African identities
The lost continent of “Mauritia” is submerged under the Island of Mauritius
A research team, led by South Africa’s University of the Witwatersrand, has found pieces of an ancient continent, dubbed “Mauritia”, beneath the African island of Mauritius. Although the continent may be lost, it has left traces of its existence to remind us that there is more of Earth to explore
Published
6 years agoon
![](https://thisisafrica.me/wp-content/uploads/2018/08/mauritius-photo-credit-flickr.jpg)
A team of South African researchers have discovered traces of an ancient continent underneath Mauritius by analysing a mineral named zircon, found in rocks spewed up by lava during volcanic eruptions.
In a study published in Nature Communications, the team said that remnants of the mineral were too old to belong to Mauritius. “Mauritius is an island, and there is no rock older than 9 million years on the island,” said lead author Lewis D. Ashwal, a geoscientist at the University of the Witwatersrand in South Africa. But when studying rocks on the island, they found zircons that were 3 billion years old.
These findings apparently corroborate a study done in 2013 that found traces of ancient zircons in beach sand. Ashwal says the fact that they found the mineral in rock “refutes any suggestion of wind-blown, wave-transported or pumice-rafted zircons” demonstrating, in no uncertain terms, “the existence of ancient continental crust beneath Mauritius”.
Mauritia, as the researchers have dubbed it, was only a quarter of the size of Madagascar and has been buried under volcanic material for millions of years.
“It’s a continent in the geological sense, not in the geographical one,” Ashwal told the New York Times.
Read: The hidden rainforests of Mozambique
About Mauritia
Before the continents we know today were formed, the Earth’s continental mass consisted of one gigantic continent, called Pangea. According to a paper by Ashwal and his team, the Mauritia microcontinent was part of Gondwana; an ancient supercontinent that existed 200 million years ago and, before breaking apart, contained the landmass of today’s Antarctica, South America, Africa, Madagascar and Australia, as well as the Arabian Peninsula and the Indian Subcontinent. Once Gondwana broke apart, the tectonic movement caused Mauritia to fracture and sink 84 million years ago. Underwater volcanic eruptions from the sunken continent created Mauritius, also spewing forth the ancient zircons that Ashwal collected for his paper.

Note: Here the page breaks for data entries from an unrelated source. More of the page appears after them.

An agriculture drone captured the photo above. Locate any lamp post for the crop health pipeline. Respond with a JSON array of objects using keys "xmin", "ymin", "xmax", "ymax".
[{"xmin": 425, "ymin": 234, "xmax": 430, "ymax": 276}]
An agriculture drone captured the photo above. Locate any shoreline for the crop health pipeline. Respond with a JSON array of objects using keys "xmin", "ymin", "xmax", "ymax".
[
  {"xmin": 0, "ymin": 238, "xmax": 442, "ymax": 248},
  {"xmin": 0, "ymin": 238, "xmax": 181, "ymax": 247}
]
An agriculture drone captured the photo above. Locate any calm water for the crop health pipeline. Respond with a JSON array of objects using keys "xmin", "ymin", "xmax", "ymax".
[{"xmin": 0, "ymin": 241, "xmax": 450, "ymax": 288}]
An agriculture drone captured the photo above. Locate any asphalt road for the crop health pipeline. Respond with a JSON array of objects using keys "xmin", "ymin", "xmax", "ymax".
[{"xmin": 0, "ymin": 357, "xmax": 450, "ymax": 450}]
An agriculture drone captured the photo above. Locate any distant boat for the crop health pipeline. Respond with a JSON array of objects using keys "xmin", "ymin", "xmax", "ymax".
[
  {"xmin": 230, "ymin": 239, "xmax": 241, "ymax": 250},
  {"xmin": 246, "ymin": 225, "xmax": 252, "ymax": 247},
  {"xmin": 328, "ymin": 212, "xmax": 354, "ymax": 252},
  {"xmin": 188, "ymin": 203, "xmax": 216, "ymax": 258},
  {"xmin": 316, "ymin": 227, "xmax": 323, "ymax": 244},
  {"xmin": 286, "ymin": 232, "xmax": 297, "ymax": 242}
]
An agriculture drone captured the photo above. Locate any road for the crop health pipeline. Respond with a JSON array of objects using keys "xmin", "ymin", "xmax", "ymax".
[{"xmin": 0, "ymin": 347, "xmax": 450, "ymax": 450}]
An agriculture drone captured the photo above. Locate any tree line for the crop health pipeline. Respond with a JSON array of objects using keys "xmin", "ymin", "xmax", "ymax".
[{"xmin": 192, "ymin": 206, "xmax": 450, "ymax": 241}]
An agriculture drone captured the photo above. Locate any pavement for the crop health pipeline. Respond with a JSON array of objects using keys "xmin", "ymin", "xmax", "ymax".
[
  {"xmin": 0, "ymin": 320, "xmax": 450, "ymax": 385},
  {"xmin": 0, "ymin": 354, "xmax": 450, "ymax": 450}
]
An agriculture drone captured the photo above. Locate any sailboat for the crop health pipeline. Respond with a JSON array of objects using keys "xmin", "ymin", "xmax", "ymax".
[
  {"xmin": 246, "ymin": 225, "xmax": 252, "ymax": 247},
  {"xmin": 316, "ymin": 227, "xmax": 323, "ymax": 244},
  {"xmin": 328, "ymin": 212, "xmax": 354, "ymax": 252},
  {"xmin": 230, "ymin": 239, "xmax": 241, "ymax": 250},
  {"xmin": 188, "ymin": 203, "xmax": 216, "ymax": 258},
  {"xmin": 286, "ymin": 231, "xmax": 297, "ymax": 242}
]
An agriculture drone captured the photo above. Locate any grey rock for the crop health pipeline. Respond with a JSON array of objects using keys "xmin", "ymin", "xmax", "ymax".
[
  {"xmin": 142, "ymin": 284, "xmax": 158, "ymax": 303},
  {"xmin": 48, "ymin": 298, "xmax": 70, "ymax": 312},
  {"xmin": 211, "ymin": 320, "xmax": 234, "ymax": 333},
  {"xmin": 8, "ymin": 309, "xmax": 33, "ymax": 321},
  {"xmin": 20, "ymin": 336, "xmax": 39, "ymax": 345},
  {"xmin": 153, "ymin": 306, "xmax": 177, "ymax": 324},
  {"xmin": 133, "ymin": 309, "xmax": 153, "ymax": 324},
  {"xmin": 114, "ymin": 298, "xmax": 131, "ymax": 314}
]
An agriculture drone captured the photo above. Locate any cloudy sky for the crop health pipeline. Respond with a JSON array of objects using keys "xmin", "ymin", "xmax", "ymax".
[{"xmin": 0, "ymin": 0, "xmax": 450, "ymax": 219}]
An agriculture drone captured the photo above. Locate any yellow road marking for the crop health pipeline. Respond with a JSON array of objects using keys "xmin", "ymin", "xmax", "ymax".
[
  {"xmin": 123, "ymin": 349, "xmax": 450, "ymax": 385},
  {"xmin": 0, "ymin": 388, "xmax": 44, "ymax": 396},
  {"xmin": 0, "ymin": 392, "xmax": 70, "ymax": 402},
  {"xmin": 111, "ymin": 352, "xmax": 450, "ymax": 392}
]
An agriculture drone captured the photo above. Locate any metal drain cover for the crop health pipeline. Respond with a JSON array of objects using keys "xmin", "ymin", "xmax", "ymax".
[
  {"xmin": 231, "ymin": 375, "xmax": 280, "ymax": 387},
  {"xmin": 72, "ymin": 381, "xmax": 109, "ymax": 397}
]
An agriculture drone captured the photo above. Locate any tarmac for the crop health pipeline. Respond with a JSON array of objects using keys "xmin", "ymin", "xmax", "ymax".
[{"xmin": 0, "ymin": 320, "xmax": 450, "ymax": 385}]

The first hints of Mauritia’s existence date to 2013, when scientists uncovered variations in the gravitational pull within the Indian Ocean. Mauritius sits on one such area and scientists concluded that these differences point to the existence of an ancient continent, lost deep beneath the ocean waves.
Professor Ashwal said there are a number of pieces of “undiscovered continent” of various sizes spread over the Indian Ocean, left behind by the breakup.
“This breakup did not involve a simple splitting of the ancient super-continent of Gondwana,” says Ashwal, but “a complex splintering took place, with fragments of continental crust of variable sizes left adrift within the evolving Indian Ocean basin.”